Les 20 % des parts du groupe Le Monde libre, holding majoritaire du quotidien français, mises en vente par le groupe espagnol Prisa, cristallisent l’attention depuis quelques semaines. Matthieu Pigasse et Daniel Kretinsky, qui détiennent déjà des parts de LML, sont entrés en phase de négociations exclusives.

Démarche « hostile » pour certains, volonté de lutter contre les Gafa pour le magnat tchèque Daniel Kretinsky, une chose est sûre, la tension est montée d’un cran entre les actionnaires de LML. La holding, qui détient 75 % des parts du groupe Le Monde, pourrait en effet voir sa structure chamboulée par la montée en puissance de Daniel Kretinsky à son capital. Loin d’être étranger à cette ascension progressive, Matthieu Pigasse, co-actionnaire du groupe Le Monde, avait en effet cédé 49 % des parts du Nouveau Monde, holding minoritaire de LML, à l’homme d’affaires tchèque. Cet épisode, considéré à l’époque comme un passage en force par le pôle d’indépendance du « Monde », fait écho alors que Matthieu Pigasse et Daniel Kretinsky entrent en négociations exclusives avec Prisa pour racheter sa part (20 %) au capital de LML. En cas d’accomplissement, cette opération permettra au duo Pigasse-Kretinsky de voir sa participation passer d’environ 26 % à 46 %. De quoi susciter l’inquiétude de Xavier Niel, l’autre co-actionnaire du Monde, qui ne serait plus le premier actionnaire de référence.

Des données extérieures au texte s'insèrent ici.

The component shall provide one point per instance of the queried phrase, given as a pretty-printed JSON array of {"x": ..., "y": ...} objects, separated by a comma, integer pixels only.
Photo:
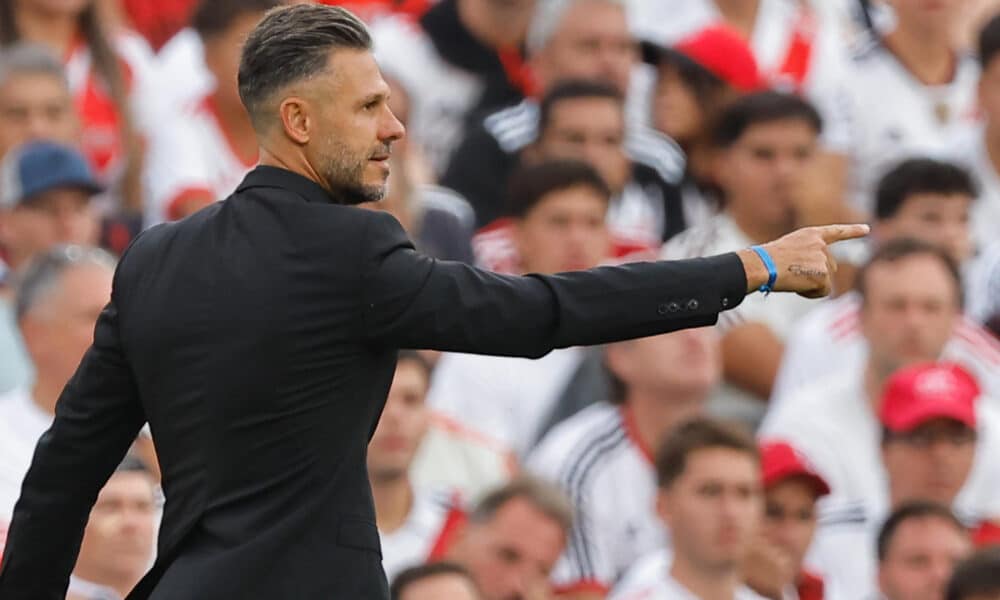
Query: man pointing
[{"x": 258, "y": 338}]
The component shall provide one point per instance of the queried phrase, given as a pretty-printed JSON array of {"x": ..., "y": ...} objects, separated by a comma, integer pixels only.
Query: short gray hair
[
  {"x": 40, "y": 277},
  {"x": 30, "y": 59},
  {"x": 548, "y": 499},
  {"x": 548, "y": 16}
]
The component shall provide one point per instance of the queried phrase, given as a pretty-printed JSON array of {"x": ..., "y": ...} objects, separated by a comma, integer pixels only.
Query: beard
[{"x": 344, "y": 173}]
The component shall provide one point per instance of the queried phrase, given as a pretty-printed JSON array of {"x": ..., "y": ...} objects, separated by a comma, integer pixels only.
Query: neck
[
  {"x": 393, "y": 500},
  {"x": 706, "y": 584},
  {"x": 45, "y": 394},
  {"x": 741, "y": 14},
  {"x": 927, "y": 54},
  {"x": 55, "y": 30},
  {"x": 655, "y": 415},
  {"x": 750, "y": 225}
]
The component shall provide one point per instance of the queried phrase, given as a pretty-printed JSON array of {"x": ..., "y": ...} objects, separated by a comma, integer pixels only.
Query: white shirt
[
  {"x": 831, "y": 421},
  {"x": 412, "y": 543},
  {"x": 829, "y": 339},
  {"x": 506, "y": 399},
  {"x": 649, "y": 579},
  {"x": 192, "y": 154},
  {"x": 879, "y": 114},
  {"x": 779, "y": 312},
  {"x": 968, "y": 148},
  {"x": 598, "y": 461},
  {"x": 22, "y": 423}
]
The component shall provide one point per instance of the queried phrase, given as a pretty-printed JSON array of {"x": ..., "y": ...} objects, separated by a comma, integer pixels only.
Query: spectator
[
  {"x": 766, "y": 142},
  {"x": 513, "y": 539},
  {"x": 414, "y": 524},
  {"x": 435, "y": 581},
  {"x": 35, "y": 102},
  {"x": 976, "y": 147},
  {"x": 560, "y": 208},
  {"x": 977, "y": 577},
  {"x": 929, "y": 421},
  {"x": 58, "y": 301},
  {"x": 901, "y": 94},
  {"x": 112, "y": 78},
  {"x": 918, "y": 549},
  {"x": 910, "y": 303},
  {"x": 602, "y": 457},
  {"x": 45, "y": 199},
  {"x": 923, "y": 199},
  {"x": 118, "y": 540},
  {"x": 460, "y": 58},
  {"x": 585, "y": 120},
  {"x": 203, "y": 156},
  {"x": 711, "y": 502},
  {"x": 568, "y": 39},
  {"x": 775, "y": 566}
]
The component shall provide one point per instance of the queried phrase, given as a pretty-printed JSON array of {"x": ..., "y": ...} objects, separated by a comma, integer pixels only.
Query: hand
[{"x": 802, "y": 258}]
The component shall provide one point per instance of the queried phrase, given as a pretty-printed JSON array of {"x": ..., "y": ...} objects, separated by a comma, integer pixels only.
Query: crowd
[{"x": 843, "y": 449}]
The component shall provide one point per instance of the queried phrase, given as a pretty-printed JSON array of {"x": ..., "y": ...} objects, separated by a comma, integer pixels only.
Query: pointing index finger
[{"x": 838, "y": 233}]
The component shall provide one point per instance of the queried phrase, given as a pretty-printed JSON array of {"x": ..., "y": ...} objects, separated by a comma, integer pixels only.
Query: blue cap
[{"x": 38, "y": 167}]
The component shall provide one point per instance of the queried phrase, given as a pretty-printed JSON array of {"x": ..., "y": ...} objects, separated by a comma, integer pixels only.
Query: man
[
  {"x": 910, "y": 302},
  {"x": 602, "y": 457},
  {"x": 918, "y": 549},
  {"x": 204, "y": 154},
  {"x": 977, "y": 577},
  {"x": 775, "y": 565},
  {"x": 765, "y": 143},
  {"x": 923, "y": 199},
  {"x": 711, "y": 502},
  {"x": 45, "y": 199},
  {"x": 461, "y": 58},
  {"x": 414, "y": 524},
  {"x": 118, "y": 541},
  {"x": 976, "y": 147},
  {"x": 568, "y": 39},
  {"x": 559, "y": 210},
  {"x": 263, "y": 467},
  {"x": 35, "y": 102},
  {"x": 930, "y": 425},
  {"x": 58, "y": 302},
  {"x": 513, "y": 538},
  {"x": 435, "y": 581}
]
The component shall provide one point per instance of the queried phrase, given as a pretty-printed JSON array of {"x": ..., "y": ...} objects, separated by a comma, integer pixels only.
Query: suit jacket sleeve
[
  {"x": 97, "y": 417},
  {"x": 412, "y": 301}
]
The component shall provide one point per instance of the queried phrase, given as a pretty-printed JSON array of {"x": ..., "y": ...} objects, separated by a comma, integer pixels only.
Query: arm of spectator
[{"x": 751, "y": 355}]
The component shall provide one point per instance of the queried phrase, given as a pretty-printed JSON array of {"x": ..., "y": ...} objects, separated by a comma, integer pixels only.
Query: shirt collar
[{"x": 265, "y": 176}]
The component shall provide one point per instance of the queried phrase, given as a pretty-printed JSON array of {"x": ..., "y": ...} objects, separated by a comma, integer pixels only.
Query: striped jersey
[{"x": 598, "y": 461}]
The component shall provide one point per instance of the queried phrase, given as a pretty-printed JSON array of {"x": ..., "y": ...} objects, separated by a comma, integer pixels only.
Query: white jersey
[
  {"x": 22, "y": 423},
  {"x": 833, "y": 424},
  {"x": 506, "y": 399},
  {"x": 968, "y": 148},
  {"x": 194, "y": 154},
  {"x": 433, "y": 516},
  {"x": 649, "y": 579},
  {"x": 779, "y": 312},
  {"x": 598, "y": 461},
  {"x": 829, "y": 340},
  {"x": 879, "y": 114}
]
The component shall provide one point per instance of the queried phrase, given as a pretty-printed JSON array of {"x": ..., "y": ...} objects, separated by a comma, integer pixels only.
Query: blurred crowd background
[{"x": 846, "y": 449}]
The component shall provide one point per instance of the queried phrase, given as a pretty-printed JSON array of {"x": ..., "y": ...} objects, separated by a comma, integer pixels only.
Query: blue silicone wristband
[{"x": 772, "y": 271}]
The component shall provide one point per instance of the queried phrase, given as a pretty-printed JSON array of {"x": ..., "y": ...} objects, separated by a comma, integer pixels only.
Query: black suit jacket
[{"x": 258, "y": 338}]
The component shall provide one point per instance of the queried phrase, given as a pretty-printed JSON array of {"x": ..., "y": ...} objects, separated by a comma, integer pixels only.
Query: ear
[{"x": 296, "y": 119}]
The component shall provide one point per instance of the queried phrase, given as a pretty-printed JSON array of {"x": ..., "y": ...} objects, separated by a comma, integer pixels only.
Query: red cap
[
  {"x": 780, "y": 461},
  {"x": 920, "y": 393},
  {"x": 725, "y": 53}
]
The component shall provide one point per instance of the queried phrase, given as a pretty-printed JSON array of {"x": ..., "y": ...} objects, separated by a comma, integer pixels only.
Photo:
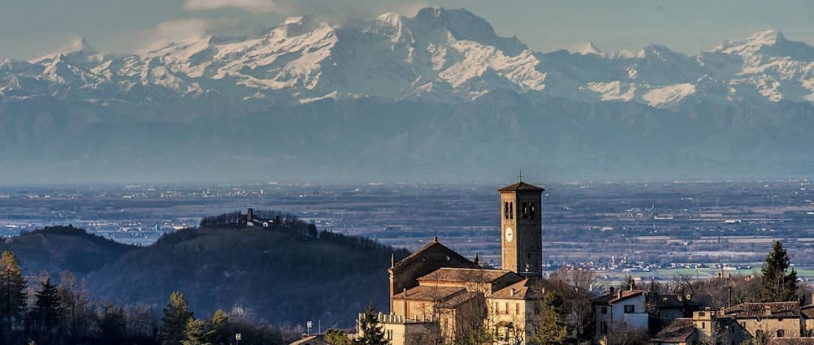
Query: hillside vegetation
[{"x": 285, "y": 274}]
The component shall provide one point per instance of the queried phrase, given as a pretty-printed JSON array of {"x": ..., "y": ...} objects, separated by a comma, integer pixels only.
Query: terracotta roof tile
[
  {"x": 524, "y": 289},
  {"x": 770, "y": 309},
  {"x": 429, "y": 246},
  {"x": 676, "y": 332},
  {"x": 791, "y": 341},
  {"x": 521, "y": 186},
  {"x": 464, "y": 275},
  {"x": 430, "y": 293}
]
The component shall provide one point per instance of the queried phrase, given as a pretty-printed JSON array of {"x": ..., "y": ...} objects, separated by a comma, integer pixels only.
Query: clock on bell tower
[{"x": 521, "y": 229}]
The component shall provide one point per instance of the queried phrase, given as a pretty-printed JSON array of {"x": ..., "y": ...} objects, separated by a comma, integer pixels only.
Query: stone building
[
  {"x": 705, "y": 327},
  {"x": 775, "y": 319},
  {"x": 437, "y": 288}
]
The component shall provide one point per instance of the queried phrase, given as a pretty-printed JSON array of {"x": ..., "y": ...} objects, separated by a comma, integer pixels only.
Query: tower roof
[{"x": 521, "y": 187}]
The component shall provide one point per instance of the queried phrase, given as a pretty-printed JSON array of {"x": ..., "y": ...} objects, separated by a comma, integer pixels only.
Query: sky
[{"x": 30, "y": 29}]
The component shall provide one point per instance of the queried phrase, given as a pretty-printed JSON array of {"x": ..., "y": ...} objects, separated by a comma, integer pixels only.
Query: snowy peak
[
  {"x": 587, "y": 48},
  {"x": 438, "y": 55},
  {"x": 464, "y": 25}
]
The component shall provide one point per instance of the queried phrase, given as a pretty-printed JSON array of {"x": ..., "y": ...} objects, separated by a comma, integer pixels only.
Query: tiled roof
[
  {"x": 435, "y": 245},
  {"x": 430, "y": 293},
  {"x": 524, "y": 289},
  {"x": 317, "y": 339},
  {"x": 770, "y": 309},
  {"x": 791, "y": 341},
  {"x": 459, "y": 299},
  {"x": 676, "y": 332},
  {"x": 521, "y": 186},
  {"x": 464, "y": 275}
]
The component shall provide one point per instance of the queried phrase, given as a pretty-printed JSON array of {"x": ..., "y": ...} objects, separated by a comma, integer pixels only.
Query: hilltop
[{"x": 64, "y": 248}]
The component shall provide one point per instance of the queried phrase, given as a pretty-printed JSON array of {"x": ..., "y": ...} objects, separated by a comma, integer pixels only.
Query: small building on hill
[
  {"x": 438, "y": 289},
  {"x": 775, "y": 319}
]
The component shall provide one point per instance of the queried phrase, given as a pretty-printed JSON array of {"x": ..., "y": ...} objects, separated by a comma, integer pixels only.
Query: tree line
[{"x": 44, "y": 312}]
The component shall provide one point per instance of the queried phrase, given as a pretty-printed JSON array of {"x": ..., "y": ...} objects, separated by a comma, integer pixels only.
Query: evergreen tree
[
  {"x": 337, "y": 337},
  {"x": 175, "y": 319},
  {"x": 777, "y": 284},
  {"x": 196, "y": 333},
  {"x": 13, "y": 297},
  {"x": 549, "y": 329},
  {"x": 219, "y": 328},
  {"x": 372, "y": 333}
]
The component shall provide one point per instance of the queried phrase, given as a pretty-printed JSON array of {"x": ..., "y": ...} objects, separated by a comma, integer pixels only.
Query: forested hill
[
  {"x": 64, "y": 248},
  {"x": 285, "y": 274}
]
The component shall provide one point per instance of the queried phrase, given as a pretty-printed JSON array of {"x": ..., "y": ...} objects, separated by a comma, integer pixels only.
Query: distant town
[{"x": 647, "y": 230}]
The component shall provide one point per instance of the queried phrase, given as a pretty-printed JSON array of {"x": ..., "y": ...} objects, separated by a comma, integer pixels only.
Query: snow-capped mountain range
[{"x": 437, "y": 56}]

Droit d’agrément : une attente vaine ?

À la suite de son entrée surprise au capital du groupe Le Monde Nouveau, le milliardaire tchèque a provoqué une levée de boucliers menant à une demande d’obtention de droit d’agrément de la part de la Société des rédacteurs du Monde et plus généralement de l’ensemble du pôle d’indépendance. Ce droit de veto leur permettrait de statuer sur l’arrivée de tout actionnaire souhaitant diriger le groupe de presse aux côtés de Xavier Niel et de Matthieu Pigasse. Or comme nous l’avons précisé, c’est de manière indirecte, via la holding détenue par Matthieu Pigasse « Le Nouveau Monde », que Daniel Kretinsky a entamé sa montée au capital de LML l’année dernière. C’est également via cette société qu’il compte racheter les parts de Prisa. Bien que la structure commandite du groupe « Le Monde libre » ne permette pas aux actions détenues par la société espagnole d’être contrôlante, cette opération est considérée comme « hostile » par la Société des rédacteurs et Xavier Niel qui reprochent à l’homme d’affaires tchèque de tenir un double discours. Selon ces derniers, Daniel Kretinsky affirme attendre l’obtention du droit d’agrément tout en grimpant petit à petit au capital de LML. De son côté le Tchèque assure préserver l’indépendance du journal et explique, dans Les Echos, qu’il a choisi la France et les médias tricolores afin d’avoir un poids pour contrer la non-régulation des Gafa. Xavier Niel et Matthieu Pigasse restent encore aujourd’hui les deux actionnaires co-contrôlant du Monde. Si le banquier d’affaires français se décidait à vendre la totalité des parts de sa holding à Daniel Kretinsky, ce dernier deviendrait alors, de fait, un actionnaire de co-contrôle du Monde.